UNRUHE IM THÜRINGER LANDESPARLAMENT

Die konstituierende Sitzung des Thüringer Landesparlamentes am 26. September 2024 wurde ohne die vorgesehene Wahl eines Landtagspräsidenten und seiner Stellvertreter bis Samstag 9.30 Uhr unterbrochen. Als stärkste Fraktion mit 32 von 88 Sitzen hat die AFD das Vorschlagsrecht für das zweithöchste Staatsamt. Gemäß der geltenden Geschäftsordnung darf nur sie einen Kandidaten aufstellen. Nominiert wurde Wiebke Muhsal.

CDU, SPD und BSW sind mit zusammengerechnet 44 Sitzen einen von der absoluten Mehrheit entfernt. Sie wollen die Geschäftsordnung so ändern, dass alle Parteien Kandidaten nominieren können.

Eine besondere Bedeutung bei der Konstituierung des Parlaments hat der älteste Abgeordnete. Er leitet die erste Sitzung, ernennt zwei vorläufige Schriftführer, hält eine Ansprache und leitet die Wahl des Parlamentspräsidenten und seiner Stellvertreter. Der normale Werdegang sieht vor, dass in einer späteren Sitzung der Ministerpräsident gewählt wird, welcher dann eine Regierung bildet.

Als der AFD-Politiker Jürgen Treutler in seiner Funktion als Alterspräsident mit seiner Ansprache gemäß Tagesordnungspunkt 1 beginnen wollte, meldete sich der parlamentarische Geschäftsführer Andreas Bühl von der CDU zu Wort und forderte Treutler auf, die Sitzung sofort für beschlussfähig zu erklären, obwohl sein Antrag zur Beschlussfähigkeit auf den Tagesordnungspunkt 3 gesetzt war. Es folgten weitere Zwischenrufe während der Rede. Der Alterspräsident erteilte Ordnungsrufe, hatte hierfür allerdings keine rechtliche Grundlage.
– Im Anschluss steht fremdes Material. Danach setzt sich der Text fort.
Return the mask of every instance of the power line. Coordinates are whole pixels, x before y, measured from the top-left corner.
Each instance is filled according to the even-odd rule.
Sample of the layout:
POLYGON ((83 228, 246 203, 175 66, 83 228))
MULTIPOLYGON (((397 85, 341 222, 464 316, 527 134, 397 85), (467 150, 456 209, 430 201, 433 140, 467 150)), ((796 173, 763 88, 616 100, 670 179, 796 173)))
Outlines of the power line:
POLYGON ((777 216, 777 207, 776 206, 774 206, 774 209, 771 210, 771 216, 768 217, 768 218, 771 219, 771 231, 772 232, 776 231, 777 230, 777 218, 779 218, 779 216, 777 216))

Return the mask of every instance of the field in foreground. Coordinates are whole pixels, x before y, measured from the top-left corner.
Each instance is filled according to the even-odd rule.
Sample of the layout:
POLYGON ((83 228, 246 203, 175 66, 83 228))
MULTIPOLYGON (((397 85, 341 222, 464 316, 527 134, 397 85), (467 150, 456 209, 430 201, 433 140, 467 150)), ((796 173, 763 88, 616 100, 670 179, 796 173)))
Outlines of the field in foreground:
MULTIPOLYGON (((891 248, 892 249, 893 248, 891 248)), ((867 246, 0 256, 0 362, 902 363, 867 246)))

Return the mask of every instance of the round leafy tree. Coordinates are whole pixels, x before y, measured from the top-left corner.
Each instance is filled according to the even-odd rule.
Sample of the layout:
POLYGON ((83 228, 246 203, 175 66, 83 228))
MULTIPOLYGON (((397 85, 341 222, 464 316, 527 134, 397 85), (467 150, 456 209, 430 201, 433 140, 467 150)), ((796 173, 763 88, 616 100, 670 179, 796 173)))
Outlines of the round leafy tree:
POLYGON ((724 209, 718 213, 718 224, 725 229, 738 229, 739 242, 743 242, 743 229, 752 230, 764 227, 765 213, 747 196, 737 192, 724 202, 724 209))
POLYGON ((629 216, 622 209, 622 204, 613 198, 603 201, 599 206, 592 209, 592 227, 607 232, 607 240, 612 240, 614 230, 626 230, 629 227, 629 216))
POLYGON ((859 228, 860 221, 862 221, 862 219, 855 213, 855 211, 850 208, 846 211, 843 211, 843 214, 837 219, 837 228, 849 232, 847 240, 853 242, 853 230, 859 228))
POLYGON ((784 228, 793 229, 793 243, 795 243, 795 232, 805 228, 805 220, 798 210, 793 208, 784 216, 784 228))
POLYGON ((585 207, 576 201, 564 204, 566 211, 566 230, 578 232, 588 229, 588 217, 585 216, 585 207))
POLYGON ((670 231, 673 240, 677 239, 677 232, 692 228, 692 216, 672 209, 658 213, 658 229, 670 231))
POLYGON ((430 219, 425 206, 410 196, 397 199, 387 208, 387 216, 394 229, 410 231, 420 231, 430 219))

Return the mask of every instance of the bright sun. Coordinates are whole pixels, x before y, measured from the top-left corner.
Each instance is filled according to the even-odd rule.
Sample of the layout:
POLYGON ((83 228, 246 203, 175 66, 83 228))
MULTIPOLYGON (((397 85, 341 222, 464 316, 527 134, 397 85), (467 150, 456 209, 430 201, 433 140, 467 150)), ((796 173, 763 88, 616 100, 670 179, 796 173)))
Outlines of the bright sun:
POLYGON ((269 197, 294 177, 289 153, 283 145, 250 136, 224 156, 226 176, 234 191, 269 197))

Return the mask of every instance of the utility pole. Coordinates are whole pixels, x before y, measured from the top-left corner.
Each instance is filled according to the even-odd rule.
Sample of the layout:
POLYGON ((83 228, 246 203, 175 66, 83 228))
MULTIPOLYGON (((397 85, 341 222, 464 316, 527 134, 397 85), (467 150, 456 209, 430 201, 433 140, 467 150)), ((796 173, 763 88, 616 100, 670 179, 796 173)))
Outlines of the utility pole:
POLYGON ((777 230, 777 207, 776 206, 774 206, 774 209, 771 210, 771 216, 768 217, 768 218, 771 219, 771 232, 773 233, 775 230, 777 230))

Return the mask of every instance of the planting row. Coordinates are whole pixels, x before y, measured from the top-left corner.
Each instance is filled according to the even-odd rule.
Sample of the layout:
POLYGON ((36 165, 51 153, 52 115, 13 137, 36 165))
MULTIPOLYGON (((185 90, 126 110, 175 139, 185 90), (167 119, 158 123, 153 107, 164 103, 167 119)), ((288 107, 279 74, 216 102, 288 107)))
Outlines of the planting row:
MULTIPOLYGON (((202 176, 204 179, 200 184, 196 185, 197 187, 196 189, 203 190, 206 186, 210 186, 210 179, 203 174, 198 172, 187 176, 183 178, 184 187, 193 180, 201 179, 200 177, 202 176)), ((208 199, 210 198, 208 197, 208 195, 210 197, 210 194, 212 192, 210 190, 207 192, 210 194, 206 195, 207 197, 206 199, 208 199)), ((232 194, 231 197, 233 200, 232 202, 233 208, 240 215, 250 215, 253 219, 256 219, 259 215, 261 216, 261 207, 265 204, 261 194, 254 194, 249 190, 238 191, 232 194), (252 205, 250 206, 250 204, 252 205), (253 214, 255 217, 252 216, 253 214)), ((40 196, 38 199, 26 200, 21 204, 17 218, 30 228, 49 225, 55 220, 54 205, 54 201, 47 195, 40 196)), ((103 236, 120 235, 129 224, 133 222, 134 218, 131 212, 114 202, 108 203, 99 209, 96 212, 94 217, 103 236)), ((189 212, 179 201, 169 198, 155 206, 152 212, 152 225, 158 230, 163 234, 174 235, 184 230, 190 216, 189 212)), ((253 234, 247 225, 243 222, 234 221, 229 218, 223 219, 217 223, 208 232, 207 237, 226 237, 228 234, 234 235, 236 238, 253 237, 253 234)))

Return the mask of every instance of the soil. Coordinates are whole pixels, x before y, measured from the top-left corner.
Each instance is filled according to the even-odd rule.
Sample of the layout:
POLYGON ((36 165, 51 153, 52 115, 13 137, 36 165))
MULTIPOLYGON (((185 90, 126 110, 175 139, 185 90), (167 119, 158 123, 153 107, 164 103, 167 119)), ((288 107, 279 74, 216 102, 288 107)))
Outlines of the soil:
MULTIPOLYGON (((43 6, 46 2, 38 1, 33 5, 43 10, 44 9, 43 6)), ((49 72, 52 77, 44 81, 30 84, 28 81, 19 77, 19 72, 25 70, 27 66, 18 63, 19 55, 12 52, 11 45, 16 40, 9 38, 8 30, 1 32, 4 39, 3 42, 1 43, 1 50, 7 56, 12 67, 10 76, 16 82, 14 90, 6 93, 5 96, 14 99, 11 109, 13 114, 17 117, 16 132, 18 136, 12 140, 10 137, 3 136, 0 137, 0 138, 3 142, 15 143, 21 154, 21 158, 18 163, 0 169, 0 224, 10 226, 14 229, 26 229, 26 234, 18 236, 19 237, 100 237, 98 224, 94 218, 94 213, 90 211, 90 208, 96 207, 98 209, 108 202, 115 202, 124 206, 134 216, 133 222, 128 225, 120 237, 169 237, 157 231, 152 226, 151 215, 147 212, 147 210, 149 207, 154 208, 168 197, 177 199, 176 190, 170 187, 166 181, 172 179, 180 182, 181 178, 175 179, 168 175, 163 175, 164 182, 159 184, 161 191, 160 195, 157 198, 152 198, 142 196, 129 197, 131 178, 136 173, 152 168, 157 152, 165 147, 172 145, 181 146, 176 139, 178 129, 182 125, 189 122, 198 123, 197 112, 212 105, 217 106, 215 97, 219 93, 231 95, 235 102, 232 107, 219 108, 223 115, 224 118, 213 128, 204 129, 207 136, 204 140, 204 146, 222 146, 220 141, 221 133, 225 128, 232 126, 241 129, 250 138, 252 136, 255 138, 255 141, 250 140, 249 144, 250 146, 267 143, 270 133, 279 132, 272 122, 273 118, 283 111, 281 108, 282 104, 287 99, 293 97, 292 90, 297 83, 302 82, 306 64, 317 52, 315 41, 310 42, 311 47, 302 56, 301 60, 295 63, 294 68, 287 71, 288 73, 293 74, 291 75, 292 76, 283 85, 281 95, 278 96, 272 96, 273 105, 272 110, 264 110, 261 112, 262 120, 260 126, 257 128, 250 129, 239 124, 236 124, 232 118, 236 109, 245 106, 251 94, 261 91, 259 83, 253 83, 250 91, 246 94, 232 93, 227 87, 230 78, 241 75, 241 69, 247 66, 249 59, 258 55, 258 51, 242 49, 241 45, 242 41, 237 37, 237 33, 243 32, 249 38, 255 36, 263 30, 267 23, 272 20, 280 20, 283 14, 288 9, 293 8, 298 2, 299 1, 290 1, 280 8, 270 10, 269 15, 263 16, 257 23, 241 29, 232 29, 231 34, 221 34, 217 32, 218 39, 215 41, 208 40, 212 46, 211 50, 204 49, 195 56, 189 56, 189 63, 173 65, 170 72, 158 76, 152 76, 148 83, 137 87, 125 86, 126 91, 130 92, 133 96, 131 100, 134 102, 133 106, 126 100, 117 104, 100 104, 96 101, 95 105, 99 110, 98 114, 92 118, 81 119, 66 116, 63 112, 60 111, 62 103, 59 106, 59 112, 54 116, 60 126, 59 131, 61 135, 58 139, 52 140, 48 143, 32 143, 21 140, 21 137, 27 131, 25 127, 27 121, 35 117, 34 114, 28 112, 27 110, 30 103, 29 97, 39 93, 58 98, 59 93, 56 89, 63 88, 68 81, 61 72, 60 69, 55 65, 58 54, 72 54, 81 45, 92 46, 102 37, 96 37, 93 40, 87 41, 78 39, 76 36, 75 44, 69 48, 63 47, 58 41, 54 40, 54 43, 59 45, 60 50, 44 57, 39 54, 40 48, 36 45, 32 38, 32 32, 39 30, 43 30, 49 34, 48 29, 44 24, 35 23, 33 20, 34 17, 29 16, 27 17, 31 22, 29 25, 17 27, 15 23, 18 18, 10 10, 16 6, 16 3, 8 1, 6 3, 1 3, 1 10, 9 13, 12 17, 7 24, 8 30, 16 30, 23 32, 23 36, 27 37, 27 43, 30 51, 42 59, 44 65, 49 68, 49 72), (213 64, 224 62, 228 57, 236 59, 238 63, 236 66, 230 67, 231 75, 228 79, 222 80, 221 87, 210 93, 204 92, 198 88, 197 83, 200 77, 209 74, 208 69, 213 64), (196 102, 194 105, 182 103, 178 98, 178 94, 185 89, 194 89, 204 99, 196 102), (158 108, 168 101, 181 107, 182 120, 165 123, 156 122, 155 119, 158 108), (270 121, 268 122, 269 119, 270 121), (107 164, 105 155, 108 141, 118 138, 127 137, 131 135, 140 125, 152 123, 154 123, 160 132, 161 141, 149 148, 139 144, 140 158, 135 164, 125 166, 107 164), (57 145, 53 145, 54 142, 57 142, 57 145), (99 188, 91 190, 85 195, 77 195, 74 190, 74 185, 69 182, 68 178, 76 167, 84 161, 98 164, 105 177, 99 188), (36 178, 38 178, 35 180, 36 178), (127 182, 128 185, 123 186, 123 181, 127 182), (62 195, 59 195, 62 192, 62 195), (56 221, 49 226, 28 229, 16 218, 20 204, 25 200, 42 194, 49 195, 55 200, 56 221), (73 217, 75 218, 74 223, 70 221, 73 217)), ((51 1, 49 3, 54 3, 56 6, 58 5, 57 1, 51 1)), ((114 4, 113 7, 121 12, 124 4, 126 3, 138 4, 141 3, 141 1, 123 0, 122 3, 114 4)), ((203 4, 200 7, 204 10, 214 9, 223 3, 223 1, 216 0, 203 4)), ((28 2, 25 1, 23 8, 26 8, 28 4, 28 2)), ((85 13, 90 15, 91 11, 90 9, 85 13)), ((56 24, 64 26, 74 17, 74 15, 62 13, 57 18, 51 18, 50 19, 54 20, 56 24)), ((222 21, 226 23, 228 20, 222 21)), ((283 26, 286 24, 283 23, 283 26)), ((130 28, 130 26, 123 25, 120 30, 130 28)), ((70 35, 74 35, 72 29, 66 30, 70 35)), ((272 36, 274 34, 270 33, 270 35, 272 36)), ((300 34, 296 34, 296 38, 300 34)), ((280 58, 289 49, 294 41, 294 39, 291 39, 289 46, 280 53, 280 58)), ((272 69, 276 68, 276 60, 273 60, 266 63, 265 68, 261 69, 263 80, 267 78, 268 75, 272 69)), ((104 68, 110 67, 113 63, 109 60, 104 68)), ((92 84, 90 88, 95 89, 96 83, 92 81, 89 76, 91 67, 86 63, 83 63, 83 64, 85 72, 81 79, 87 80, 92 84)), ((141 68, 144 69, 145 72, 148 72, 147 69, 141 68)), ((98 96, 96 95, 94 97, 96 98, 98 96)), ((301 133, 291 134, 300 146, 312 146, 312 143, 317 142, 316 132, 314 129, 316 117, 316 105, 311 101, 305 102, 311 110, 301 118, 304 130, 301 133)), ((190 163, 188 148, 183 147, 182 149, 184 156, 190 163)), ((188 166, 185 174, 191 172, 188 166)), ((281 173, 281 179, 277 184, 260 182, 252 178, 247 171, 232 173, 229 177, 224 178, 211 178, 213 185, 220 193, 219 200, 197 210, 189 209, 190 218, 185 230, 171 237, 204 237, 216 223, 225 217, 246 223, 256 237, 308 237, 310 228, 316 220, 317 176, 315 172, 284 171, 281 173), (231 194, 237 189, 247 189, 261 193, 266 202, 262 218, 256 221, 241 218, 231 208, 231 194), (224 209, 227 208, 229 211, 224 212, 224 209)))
Durch die Beschlussfähigkeit wäre es möglich gewesen, die Geschäftsordnung des Parlaments so zu ändern, dass alle Parteien ein Vorschlagsrecht haben. Es genügt eine einfache Mehrheit. Doch Alterspräsident Treutler unterbrach die Sitzung stets, als derartige Forderungen laut wurden. Nach der zweiten Unterbrechung sprach Bühl von einer Machtergreifung.

Einen entsprechenden Antrag zur Änderung der Geschäftsordnung hatten CDU und BSW mit Zustimmung von Linkspartei und SPD bereits vor der ersten Sitzung auf die Tagesordnung setzen lassen. Die Parteien einigten sich auf Dr. Thadäus Rudolf König von der CDU.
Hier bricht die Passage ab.